On Tue, Jul 13, 2021 at 5:32 PM Brian Bunker <brian@purestorage.com> wrote:
>
> On Tue, Jul 13, 2021 at 2:13 AM Martin Wilck <mwilck@suse.com> wrote:
> >
> > Hello Brian,
> >
> > On Mo, 2021-07-12 at 14:38 -0700, Brian Bunker wrote:
> > > Martin,
> > >
> > > > Please confirm that your kernel included ee8868c5c78f ("scsi:
> > > > scsi_dh_alua: Retry RTPG on a different path after failure").
> > > > That commit should cause the RTPG to be retried on other map
> > > > members
> > > > which are not in failed state, thus avoiding this phenomenon.
> > >
> > > In my case, there are no other map members that are not in the failed
> > > state. One set of paths goes to the ALUA unavailable state when the
> > > primary fails, and the second set of paths moves to ALUA state
> > > transitioning as the previous secondary becomes the primary.
> >
> > IMO this is the problem. How does your array respond to SCSI commands
> > while ports are transitioning?
> >
> > SPC5 (§5.16.2.6) says that the server should either fail all commands
> > with BUSY or CHECK CONDITION/NOT READY/LOGICAL UNIT NOT
> > ACCESSIBLE/ASYMMETRIC ACCESS STATE TRANSITION (a), or should support
> > all TMFs and a subset of SCSI commands, while responding with
> > CC/NR/AAST to all other commands (b). SPC6 (§5.18.2.6) is no different.
> >
> > No matter how you read that paragraph, it's pretty clear that
> > "transitioning" is generally not a healthy state to attempt I/O.
> >
> > Are you saying that on your server, the transitioning ports are able to
> > process regular I/O commands like READ and WRITE? If that's the case,
> > why do you pretend to be "transitioning" at all, rather than in an
> > active state? If it's not the case, why would it make sense for the
> > host to retry I/O on the transitioning path?
>
> In the ALUA transitioning state, we cannot process READ or WRITE and
> will return with the sense data as you mentioned above. We expect
> retries down that transitioning path until it transitions to another
> ALUA state (at least for some reasonable period of time for the
> transition). The spec defines the state as the transition between
> target asymmetric states. The current implementation requires
> coordination on the target not to return a state transition down all
> paths at the same time or risk all paths being failed. Using the ALUA
> transitioning state allows us to respond to initiator READ and WRITE
> requests even if we can't serve them when our internal target state is
> transitioning (secondary to primary). The alternative is to queue them
> which presents a different set of problems.
>
> >
> > >  If the
> > > paths are failed which are transitioning, an all paths down state
> > > happens which is not expected.
> >
> > IMO it _is_ expected if in fact no path is able to process SCSI
> > commands at the given point in time.
>
> In this case it would seem having all paths move to transitioning
> would lead to all paths lost. It is possible to imagine
> implementations where for a brief period of time all paths are in a
> transitioning state. What would be the point of returning a transient
> state if the result is a permanent failure?
>
> >
> > >  There should be a time for which
> > > transitioning is a transient state until the next state is entered.

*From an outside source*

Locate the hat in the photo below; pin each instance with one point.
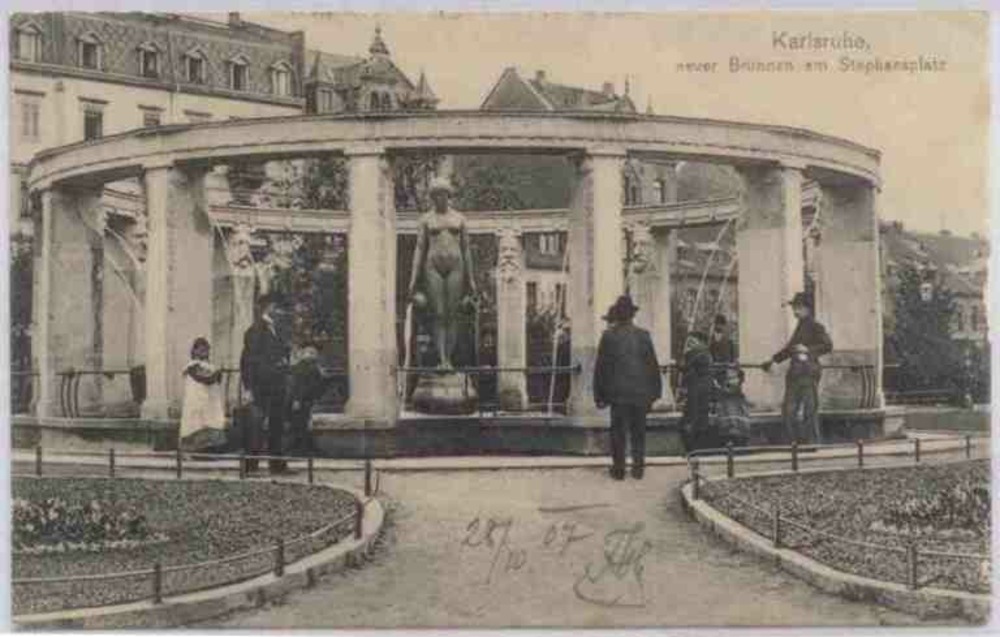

> > > Failing a path assuming there would be non-failed paths seems wrong.
> >
> > This is a misunderstanding. The path isn't failed because of
> > assumptions about other paths. It is failed because we know that it's
> > non-functional, and thus we must try other paths, if there are any.
> >
> > Before 268940b80fa4 ("scsi: scsi_dh_alua: Return BLK_STS_AGAIN for ALUA
> > transitioning state"), I/O was indeed retried on transitioning paths,
> > possibly forever. This posed a serious problem when a transitioning
> > path was about to be removed (e.g. dev_loss_tmo expired). And I'm still
> > quite convinced that it was wrong in general, because by all reasonable
> > means a "transitioning" path isn't usable for the host.
> >
> > If we find a transitioning path, it might make sense to retry on other
> > paths first and eventually switch back to the transitioning path, when
> > all others have failed hard (e.g. "unavailable" state). However, this
> > logic doesn't exist in the kernel. In theory, it could be mapped to a
> > "transitioning" priority group in device-mapper multipath. But prio
> > groups are managed in user space (multipathd), which treats
> > transitioning paths as "almost failed" (priority 0) anyway. We can
> > discuss enhancing multipathd such that it re-checks transitioning paths
> > more frequently, in order to be able to reinstate them ASAP.
> >
> > According to what you said above, the "transitioning" ports in the
> > problem situation ("second set") are those that were in "unavailable"
> > state before, which means "failed" as far as device mapper is concerned
> > - IOW, the paths in question would be unused anyway, until they got
> > reinstated, which wouldn't happen before they are fully up. With this
> > in mind, I have to say I don't understand why your proposed patch would
> > help at all. Please explain.
> >
>
> My proposed patch would not fail the paths in the case of
> BLK_STS_AGAIN. This seems to result in the requests being retried
> until the path transitions to either a failed state, standby or
> unavailable, or an online state.
>
> > > > The purpose of that patch was to set the state of the transitioning
> > > > path to failed in order to make sure IO is retried on a different  >
> > > path.
> > > > Your patch would undermine this purpose.
> >
> > (Additional indentation added by me) Can you please use proper quoting?
> > You were mixing my statements and your own.
> >
> > > I agree this is what happens but those transitioning paths might be
> > > the only non-failed paths available. I don't think it is reasonable
> > > to
> > > fail them. This is the same as treating transitioning as standby or
> > > unavailable.
> >
> > Right, and according to the SPC spec (see above), that makes more sense
> > than treating it as "active".
> >
> > Storage vendors seem to interpret "transitioning" very differently,
> > both in terms of commands supported and in terms of time required to
> > reach the target state. That makes it hard to deal with it correctly on
> > the host side.
> >
> > >  As you point out this happened with the commit you
> > > mention. Before this commit what I am doing does not result in an all
> > > paths down error, and similarly, it does not in earlier Linux
> > > versions
> > > or other OS's under the same condition. I see this as a regression.
> >
> > If you use a suitable "no_path_retry" setting in multipathd, you should
> > be able to handle the situation you describe just fine by queueing the
> > I/O until the transitioning paths are fully up. IIUC, on your server
> > "transitioning" is a transient state that ends quickly, so queueing
> > shouldn't be an issue. E.g. if you are certain that "transitioning"
> > won't last longer than 10s, you could set "no_path_retry 2".
> >
> > Regards,
> > Martin
> >
> >
> >
>
> I have tested using the no_path_retry and you are correct that it does
> work around the issue that I am seeing. The problem with that is there
> are times we want to convey all paths down to the initiator as quickly
> as possible and doing this will delay that.
>
> Thanks,
> Brian
>
> Brian Bunker
> PURE Storage, Inc.
> brian@purestorage.com

-- 
Brian Bunker
PURE Storage, Inc.
brian@purestorage.com